Desde 7 de Outubro de 2023, o exército israelita matou 206 jornalistas e trabalhadores dos meios de comunicação palestinianos na Faixa de Gaza. Jornalistas palestinianos como Bilal Jadallah – um jornalista que ajudou a formar jovens jornalistas na Faixa de Gaza – são mortos quando um ataque aéreo israelita atinge o seu carro. Jornalistas como Roshdi Sarraj, fundador de uma produtora palestiniana, que regressou a Gaza de uma viagem ao estrangeiro no início do genocídio porque queria cobrir os acontecimentos, e que foi morto semanas mais tarde, quando um foguete israelita atingiu a casa da sua família, ferindo a sua esposa e filha. Jornalistas como Anas Al-Sharif são mortos num ataque israelita a uma tenda que alojava jornalistas, matando toda a equipa de seis jornalistas da Al Jazeera. Jornalistas como a fotógrafa da AP Mariam Abu Dagga foram mortos quando Israel atacou uma escadaria de um hospital onde repórteres trabalhavam enquanto cobriam as consequências do ataque inicial que matou o cinegrafista da Reuters Hussam Al Masri.

Os jornalistas são civis: o direito humanitário internacional deixa isto claro.
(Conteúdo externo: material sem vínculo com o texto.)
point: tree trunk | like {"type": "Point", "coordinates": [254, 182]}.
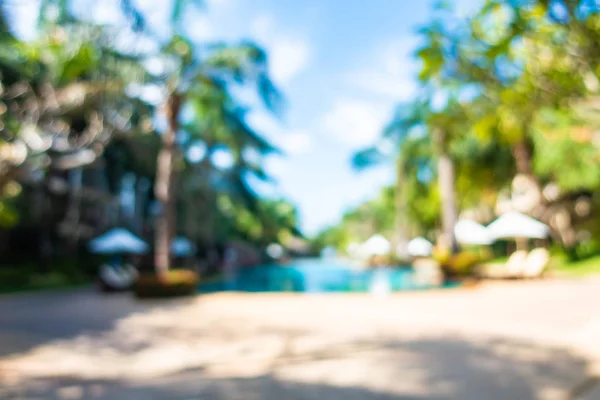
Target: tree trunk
{"type": "Point", "coordinates": [446, 185]}
{"type": "Point", "coordinates": [164, 187]}
{"type": "Point", "coordinates": [401, 225]}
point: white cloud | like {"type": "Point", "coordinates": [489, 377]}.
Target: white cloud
{"type": "Point", "coordinates": [276, 166]}
{"type": "Point", "coordinates": [289, 53]}
{"type": "Point", "coordinates": [264, 124]}
{"type": "Point", "coordinates": [355, 122]}
{"type": "Point", "coordinates": [292, 142]}
{"type": "Point", "coordinates": [198, 25]}
{"type": "Point", "coordinates": [391, 74]}
{"type": "Point", "coordinates": [296, 142]}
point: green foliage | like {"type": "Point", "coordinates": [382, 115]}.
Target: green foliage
{"type": "Point", "coordinates": [174, 284]}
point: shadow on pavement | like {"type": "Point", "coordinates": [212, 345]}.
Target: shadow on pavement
{"type": "Point", "coordinates": [444, 367]}
{"type": "Point", "coordinates": [33, 319]}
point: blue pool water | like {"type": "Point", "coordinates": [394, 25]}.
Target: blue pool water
{"type": "Point", "coordinates": [315, 276]}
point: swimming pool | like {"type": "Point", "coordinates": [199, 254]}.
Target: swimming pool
{"type": "Point", "coordinates": [316, 276]}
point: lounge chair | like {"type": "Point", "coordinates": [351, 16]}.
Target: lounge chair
{"type": "Point", "coordinates": [535, 264]}
{"type": "Point", "coordinates": [513, 268]}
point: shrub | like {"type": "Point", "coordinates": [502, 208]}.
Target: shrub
{"type": "Point", "coordinates": [174, 283]}
{"type": "Point", "coordinates": [460, 264]}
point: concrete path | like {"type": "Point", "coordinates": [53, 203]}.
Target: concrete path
{"type": "Point", "coordinates": [520, 340]}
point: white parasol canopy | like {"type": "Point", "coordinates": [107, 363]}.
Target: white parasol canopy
{"type": "Point", "coordinates": [470, 232]}
{"type": "Point", "coordinates": [376, 245]}
{"type": "Point", "coordinates": [517, 225]}
{"type": "Point", "coordinates": [420, 247]}
{"type": "Point", "coordinates": [118, 240]}
{"type": "Point", "coordinates": [181, 246]}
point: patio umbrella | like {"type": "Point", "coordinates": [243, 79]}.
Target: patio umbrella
{"type": "Point", "coordinates": [376, 245]}
{"type": "Point", "coordinates": [420, 247]}
{"type": "Point", "coordinates": [514, 225]}
{"type": "Point", "coordinates": [118, 241]}
{"type": "Point", "coordinates": [182, 247]}
{"type": "Point", "coordinates": [470, 232]}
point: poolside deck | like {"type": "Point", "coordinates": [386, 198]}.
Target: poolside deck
{"type": "Point", "coordinates": [517, 340]}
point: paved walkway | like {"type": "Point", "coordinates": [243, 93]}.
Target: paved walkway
{"type": "Point", "coordinates": [521, 340]}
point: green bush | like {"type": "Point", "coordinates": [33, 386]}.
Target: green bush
{"type": "Point", "coordinates": [463, 263]}
{"type": "Point", "coordinates": [175, 283]}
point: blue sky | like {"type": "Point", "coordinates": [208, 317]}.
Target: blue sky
{"type": "Point", "coordinates": [342, 65]}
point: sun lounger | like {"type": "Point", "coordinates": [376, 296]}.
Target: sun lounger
{"type": "Point", "coordinates": [511, 269]}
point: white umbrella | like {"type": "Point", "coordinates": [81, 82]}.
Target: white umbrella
{"type": "Point", "coordinates": [182, 247]}
{"type": "Point", "coordinates": [376, 245]}
{"type": "Point", "coordinates": [470, 232]}
{"type": "Point", "coordinates": [420, 247]}
{"type": "Point", "coordinates": [118, 240]}
{"type": "Point", "coordinates": [517, 225]}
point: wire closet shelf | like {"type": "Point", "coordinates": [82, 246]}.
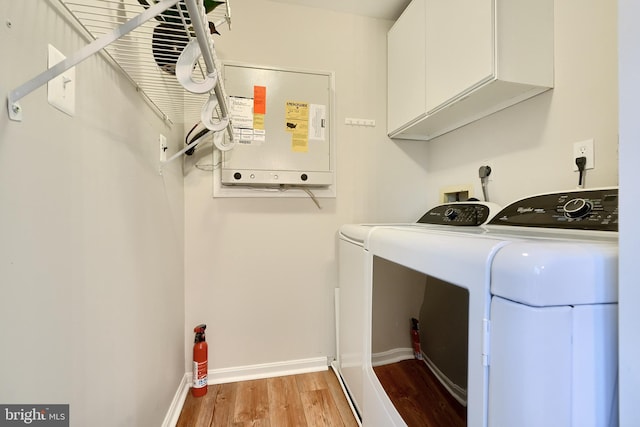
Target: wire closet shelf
{"type": "Point", "coordinates": [145, 39]}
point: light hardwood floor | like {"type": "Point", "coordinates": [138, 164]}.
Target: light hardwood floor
{"type": "Point", "coordinates": [313, 399]}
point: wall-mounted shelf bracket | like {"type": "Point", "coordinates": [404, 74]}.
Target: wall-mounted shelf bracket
{"type": "Point", "coordinates": [15, 110]}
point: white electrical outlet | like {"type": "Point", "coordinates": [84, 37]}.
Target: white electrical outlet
{"type": "Point", "coordinates": [163, 147]}
{"type": "Point", "coordinates": [583, 149]}
{"type": "Point", "coordinates": [61, 90]}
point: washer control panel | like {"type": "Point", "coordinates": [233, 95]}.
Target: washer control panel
{"type": "Point", "coordinates": [581, 210]}
{"type": "Point", "coordinates": [459, 213]}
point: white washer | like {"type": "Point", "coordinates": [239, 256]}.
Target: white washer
{"type": "Point", "coordinates": [554, 312]}
{"type": "Point", "coordinates": [354, 272]}
{"type": "Point", "coordinates": [541, 279]}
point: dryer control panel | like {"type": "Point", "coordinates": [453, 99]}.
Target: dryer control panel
{"type": "Point", "coordinates": [579, 210]}
{"type": "Point", "coordinates": [459, 213]}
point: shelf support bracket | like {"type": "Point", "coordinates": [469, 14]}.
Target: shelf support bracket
{"type": "Point", "coordinates": [15, 111]}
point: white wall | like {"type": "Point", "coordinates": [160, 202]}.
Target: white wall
{"type": "Point", "coordinates": [91, 239]}
{"type": "Point", "coordinates": [261, 272]}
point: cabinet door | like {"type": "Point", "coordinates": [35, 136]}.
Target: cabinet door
{"type": "Point", "coordinates": [406, 67]}
{"type": "Point", "coordinates": [459, 48]}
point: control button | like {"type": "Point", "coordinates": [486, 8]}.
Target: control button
{"type": "Point", "coordinates": [451, 213]}
{"type": "Point", "coordinates": [577, 208]}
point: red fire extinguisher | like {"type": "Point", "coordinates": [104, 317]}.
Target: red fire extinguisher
{"type": "Point", "coordinates": [199, 362]}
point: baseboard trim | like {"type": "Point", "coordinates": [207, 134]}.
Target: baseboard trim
{"type": "Point", "coordinates": [171, 419]}
{"type": "Point", "coordinates": [242, 373]}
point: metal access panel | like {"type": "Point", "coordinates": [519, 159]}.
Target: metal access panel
{"type": "Point", "coordinates": [282, 127]}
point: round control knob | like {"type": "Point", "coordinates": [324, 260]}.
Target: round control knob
{"type": "Point", "coordinates": [577, 208]}
{"type": "Point", "coordinates": [450, 213]}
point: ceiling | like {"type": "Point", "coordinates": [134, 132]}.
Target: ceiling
{"type": "Point", "coordinates": [381, 9]}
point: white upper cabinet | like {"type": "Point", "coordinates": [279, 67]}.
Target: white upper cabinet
{"type": "Point", "coordinates": [451, 62]}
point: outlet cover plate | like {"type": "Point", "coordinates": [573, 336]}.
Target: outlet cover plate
{"type": "Point", "coordinates": [583, 148]}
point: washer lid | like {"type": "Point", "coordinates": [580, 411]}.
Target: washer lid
{"type": "Point", "coordinates": [556, 272]}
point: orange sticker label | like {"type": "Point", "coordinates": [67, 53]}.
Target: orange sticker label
{"type": "Point", "coordinates": [260, 100]}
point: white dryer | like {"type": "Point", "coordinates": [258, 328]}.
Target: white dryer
{"type": "Point", "coordinates": [541, 284]}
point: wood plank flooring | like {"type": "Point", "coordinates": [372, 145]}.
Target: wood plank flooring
{"type": "Point", "coordinates": [313, 399]}
{"type": "Point", "coordinates": [419, 396]}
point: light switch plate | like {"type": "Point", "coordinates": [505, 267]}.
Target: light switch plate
{"type": "Point", "coordinates": [61, 90]}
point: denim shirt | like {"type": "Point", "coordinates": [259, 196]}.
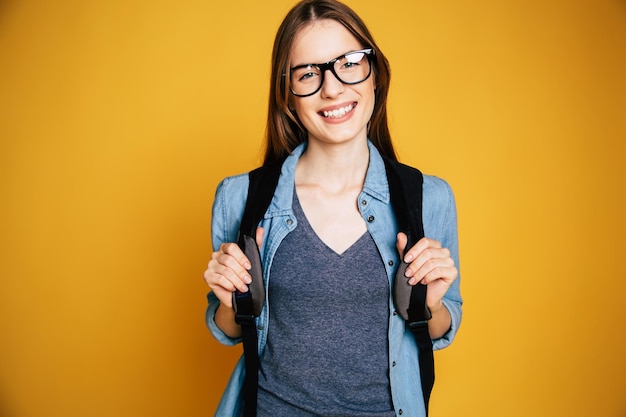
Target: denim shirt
{"type": "Point", "coordinates": [440, 223]}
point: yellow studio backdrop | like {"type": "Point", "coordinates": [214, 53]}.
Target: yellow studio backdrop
{"type": "Point", "coordinates": [118, 118]}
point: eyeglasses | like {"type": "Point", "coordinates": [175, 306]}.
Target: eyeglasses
{"type": "Point", "coordinates": [351, 68]}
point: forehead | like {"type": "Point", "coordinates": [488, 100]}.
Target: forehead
{"type": "Point", "coordinates": [320, 41]}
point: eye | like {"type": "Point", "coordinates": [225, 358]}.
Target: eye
{"type": "Point", "coordinates": [352, 60]}
{"type": "Point", "coordinates": [306, 74]}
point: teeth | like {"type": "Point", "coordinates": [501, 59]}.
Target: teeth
{"type": "Point", "coordinates": [338, 112]}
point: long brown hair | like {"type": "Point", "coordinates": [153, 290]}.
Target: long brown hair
{"type": "Point", "coordinates": [284, 129]}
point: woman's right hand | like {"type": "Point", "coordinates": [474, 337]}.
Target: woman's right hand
{"type": "Point", "coordinates": [228, 271]}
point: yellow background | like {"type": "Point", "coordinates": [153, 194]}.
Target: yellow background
{"type": "Point", "coordinates": [118, 118]}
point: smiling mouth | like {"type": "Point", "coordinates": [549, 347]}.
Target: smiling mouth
{"type": "Point", "coordinates": [338, 113]}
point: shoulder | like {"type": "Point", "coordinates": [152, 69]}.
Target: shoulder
{"type": "Point", "coordinates": [436, 188]}
{"type": "Point", "coordinates": [232, 187]}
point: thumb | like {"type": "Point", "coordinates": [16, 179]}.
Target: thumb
{"type": "Point", "coordinates": [401, 243]}
{"type": "Point", "coordinates": [259, 236]}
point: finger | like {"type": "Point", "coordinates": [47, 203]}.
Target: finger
{"type": "Point", "coordinates": [401, 243]}
{"type": "Point", "coordinates": [417, 249]}
{"type": "Point", "coordinates": [436, 269]}
{"type": "Point", "coordinates": [260, 232]}
{"type": "Point", "coordinates": [233, 250]}
{"type": "Point", "coordinates": [224, 276]}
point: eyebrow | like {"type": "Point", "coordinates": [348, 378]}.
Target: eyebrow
{"type": "Point", "coordinates": [313, 64]}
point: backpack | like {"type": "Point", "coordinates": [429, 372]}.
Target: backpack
{"type": "Point", "coordinates": [410, 301]}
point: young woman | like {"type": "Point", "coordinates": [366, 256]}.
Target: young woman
{"type": "Point", "coordinates": [330, 341]}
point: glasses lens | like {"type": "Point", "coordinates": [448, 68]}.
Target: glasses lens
{"type": "Point", "coordinates": [353, 67]}
{"type": "Point", "coordinates": [306, 80]}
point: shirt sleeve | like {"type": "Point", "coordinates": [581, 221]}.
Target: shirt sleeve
{"type": "Point", "coordinates": [440, 223]}
{"type": "Point", "coordinates": [226, 217]}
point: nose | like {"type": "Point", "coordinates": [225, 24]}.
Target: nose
{"type": "Point", "coordinates": [331, 86]}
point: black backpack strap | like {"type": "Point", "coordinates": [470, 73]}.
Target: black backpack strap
{"type": "Point", "coordinates": [405, 188]}
{"type": "Point", "coordinates": [248, 305]}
Os jornalistas não são alvos e eles – e as instituições onde trabalham – devem ser protegidos. Não só Israel não cumpriu esta obrigação de protecção, mas em muitos casos é claro que o exército tem como alvo jornalistas sabendo que são membros da imprensa. Tais ações constituem um crime de guerra. Os militares israelitas devem ser responsabilizados por estas mortes, tal como todos os responsáveis ​​pelos assassinatos de jornalistas. Não o fazer cria uma cultura de impunidade que prejudica a todos nós: décadas de dados mostram que o facto de não punir os responsáveis ​​pelos assassinatos de jornalistas cria um ambiente em que estas mortes persistem e se tornam a norma. O assassinato de jornalistas tem consequências profundas porque o jornalismo é um pilar essencial de todas as nossas liberdades: a sua função é revelar informações que outros prefeririam esconder: corrupção política, abusos corporativos, os horrores da guerra.
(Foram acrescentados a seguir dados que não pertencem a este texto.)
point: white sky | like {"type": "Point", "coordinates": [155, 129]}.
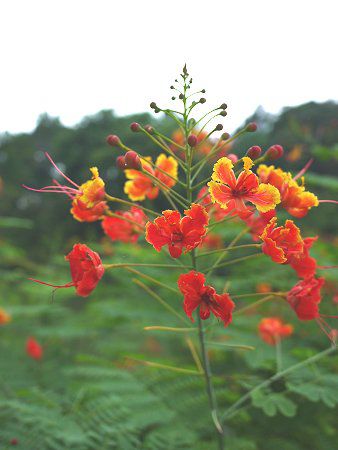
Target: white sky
{"type": "Point", "coordinates": [73, 58]}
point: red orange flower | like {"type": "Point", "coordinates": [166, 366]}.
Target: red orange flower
{"type": "Point", "coordinates": [257, 222]}
{"type": "Point", "coordinates": [273, 329]}
{"type": "Point", "coordinates": [4, 317]}
{"type": "Point", "coordinates": [122, 230]}
{"type": "Point", "coordinates": [176, 232]}
{"type": "Point", "coordinates": [196, 294]}
{"type": "Point", "coordinates": [212, 241]}
{"type": "Point", "coordinates": [214, 210]}
{"type": "Point", "coordinates": [86, 270]}
{"type": "Point", "coordinates": [88, 203]}
{"type": "Point", "coordinates": [140, 186]}
{"type": "Point", "coordinates": [285, 245]}
{"type": "Point", "coordinates": [232, 193]}
{"type": "Point", "coordinates": [33, 348]}
{"type": "Point", "coordinates": [294, 198]}
{"type": "Point", "coordinates": [304, 298]}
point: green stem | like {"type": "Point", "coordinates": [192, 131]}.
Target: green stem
{"type": "Point", "coordinates": [205, 357]}
{"type": "Point", "coordinates": [232, 410]}
{"type": "Point", "coordinates": [178, 197]}
{"type": "Point", "coordinates": [209, 384]}
{"type": "Point", "coordinates": [152, 280]}
{"type": "Point", "coordinates": [125, 202]}
{"type": "Point", "coordinates": [234, 261]}
{"type": "Point", "coordinates": [253, 305]}
{"type": "Point", "coordinates": [118, 216]}
{"type": "Point", "coordinates": [278, 354]}
{"type": "Point", "coordinates": [255, 294]}
{"type": "Point", "coordinates": [216, 264]}
{"type": "Point", "coordinates": [167, 266]}
{"type": "Point", "coordinates": [230, 248]}
{"type": "Point", "coordinates": [161, 301]}
{"type": "Point", "coordinates": [216, 149]}
{"type": "Point", "coordinates": [163, 147]}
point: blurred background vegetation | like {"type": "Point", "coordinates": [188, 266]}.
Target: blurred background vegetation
{"type": "Point", "coordinates": [88, 392]}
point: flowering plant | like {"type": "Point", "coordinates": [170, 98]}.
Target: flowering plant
{"type": "Point", "coordinates": [244, 189]}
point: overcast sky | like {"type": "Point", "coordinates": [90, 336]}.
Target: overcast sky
{"type": "Point", "coordinates": [73, 58]}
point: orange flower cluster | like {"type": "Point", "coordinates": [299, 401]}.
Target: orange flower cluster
{"type": "Point", "coordinates": [294, 198]}
{"type": "Point", "coordinates": [176, 232]}
{"type": "Point", "coordinates": [285, 245]}
{"type": "Point", "coordinates": [232, 193]}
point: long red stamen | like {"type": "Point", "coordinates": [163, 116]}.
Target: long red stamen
{"type": "Point", "coordinates": [60, 172]}
{"type": "Point", "coordinates": [67, 190]}
{"type": "Point", "coordinates": [321, 322]}
{"type": "Point", "coordinates": [70, 284]}
{"type": "Point", "coordinates": [53, 189]}
{"type": "Point", "coordinates": [304, 169]}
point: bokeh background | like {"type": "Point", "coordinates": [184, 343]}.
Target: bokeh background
{"type": "Point", "coordinates": [76, 73]}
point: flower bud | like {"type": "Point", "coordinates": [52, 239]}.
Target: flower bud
{"type": "Point", "coordinates": [149, 129]}
{"type": "Point", "coordinates": [251, 127]}
{"type": "Point", "coordinates": [225, 136]}
{"type": "Point", "coordinates": [132, 160]}
{"type": "Point", "coordinates": [135, 127]}
{"type": "Point", "coordinates": [113, 140]}
{"type": "Point", "coordinates": [274, 152]}
{"type": "Point", "coordinates": [233, 158]}
{"type": "Point", "coordinates": [121, 163]}
{"type": "Point", "coordinates": [192, 140]}
{"type": "Point", "coordinates": [254, 152]}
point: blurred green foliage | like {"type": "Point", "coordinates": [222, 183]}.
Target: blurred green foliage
{"type": "Point", "coordinates": [91, 391]}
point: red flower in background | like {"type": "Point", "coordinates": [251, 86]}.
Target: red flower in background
{"type": "Point", "coordinates": [304, 264]}
{"type": "Point", "coordinates": [33, 348]}
{"type": "Point", "coordinates": [86, 270]}
{"type": "Point", "coordinates": [196, 294]}
{"type": "Point", "coordinates": [273, 329]}
{"type": "Point", "coordinates": [212, 241]}
{"type": "Point", "coordinates": [122, 230]}
{"type": "Point", "coordinates": [294, 198]}
{"type": "Point", "coordinates": [285, 245]}
{"type": "Point", "coordinates": [304, 298]}
{"type": "Point", "coordinates": [88, 203]}
{"type": "Point", "coordinates": [232, 193]}
{"type": "Point", "coordinates": [214, 210]}
{"type": "Point", "coordinates": [140, 186]}
{"type": "Point", "coordinates": [178, 233]}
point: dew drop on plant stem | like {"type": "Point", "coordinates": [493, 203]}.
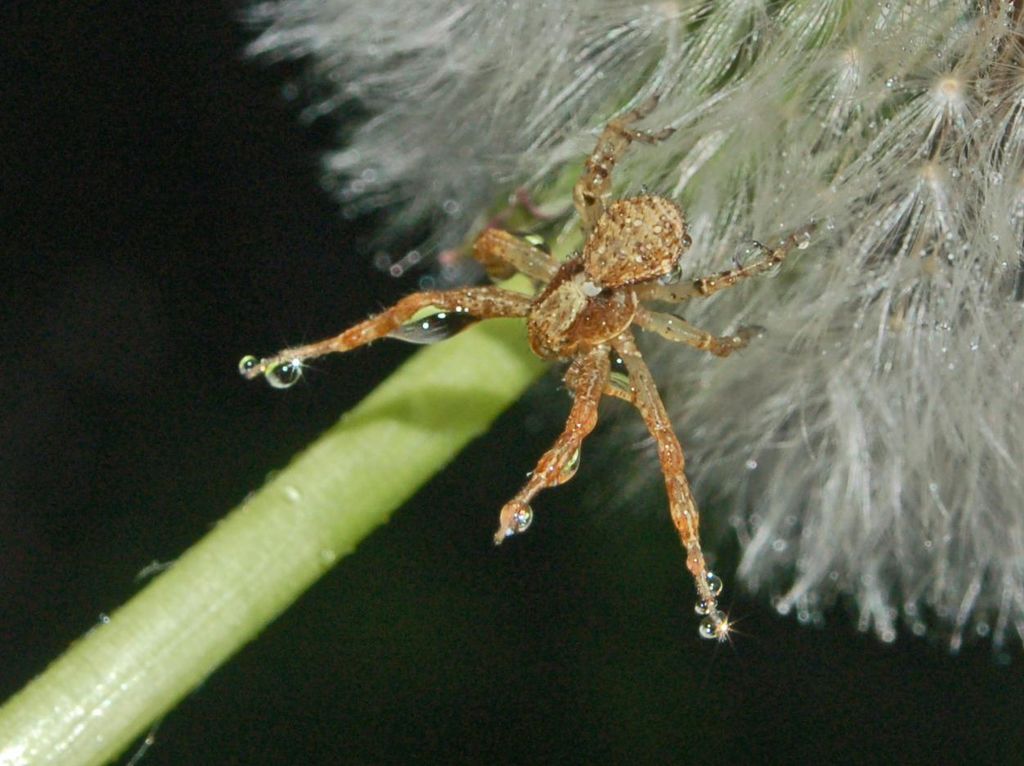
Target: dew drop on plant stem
{"type": "Point", "coordinates": [432, 329]}
{"type": "Point", "coordinates": [569, 468]}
Uma forte defesa das nossas liberdades fundamentais e universais deve incluir uma defesa forte e clara daqueles que desempenham um papel crítico na denúncia de violações desses direitos. Por isso, ao assinalarmos este aniversário, apelamos à comunidade internacional para que tome três medidas que possam ajudar a garantir a protecção e a justiça aos jornalistas palestinianos e, assim, contribuir para a protecção do jornalismo em todo o mundo.
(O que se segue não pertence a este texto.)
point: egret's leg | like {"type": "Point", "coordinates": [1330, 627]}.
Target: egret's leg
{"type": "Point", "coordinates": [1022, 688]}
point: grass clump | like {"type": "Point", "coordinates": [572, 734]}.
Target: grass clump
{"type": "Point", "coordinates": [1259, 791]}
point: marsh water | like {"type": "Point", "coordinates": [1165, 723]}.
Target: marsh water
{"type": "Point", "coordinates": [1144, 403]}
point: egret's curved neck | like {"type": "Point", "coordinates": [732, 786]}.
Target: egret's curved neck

Os governos devem exigir o acesso a Gaza para os meios de comunicação internacionais. Há mais de dois anos que nenhum meio de comunicação social fora da Faixa de Gaza tem acesso independente ao território, e as reportagens são muitas vezes limitadas a visitas com escolta militar, um nível de restrições sem precedentes em qualquer conflito dos últimos anos. O acesso internacional independente permitiria aos jornalistas validar o trabalho dos jornalistas de Gaza, que assumiram toda a responsabilidade – e o perigo – de documentar e relatar o genocídio a audiências externas, ao mesmo tempo que são sujeitos a campanhas difamatórias israelitas destinadas a desacreditar qualquer informação proveniente de Gaza.

Os meios de justiça devem ser reforçados para aqueles que foram mortos e detidos ilegalmente por Israel. É claro que Israel não é responsabilizado há décadas e, antes do conflito actual, um relatório publicado pelo CPJ em Maio de 2023 concluiu que os militares israelitas tinham matado 20 jornalistas desde 2001. Ninguém nunca foi levado à justiça por estas mortes: a justiça nunca foi feita.

A actual investigação do Tribunal Penal Internacional sobre Gaza inclui, tecnicamente, investigações sobre os assassinatos de jornalistas, mas o seu mandato sobre Gaza é tão amplo e os seus recursos tão limitados que não é claro se alguma vez irá processar crimes de guerra contra jornalistas. Cada Estado deve fazer mais para promover a justiça, nomeadamente através da utilização da jurisdição universal, um princípio jurídico que permite aos tribunais nacionais julgar os crimes internacionais mais graves, independentemente do local onde foram cometidos ou da nacionalidade do autor ou da vítima.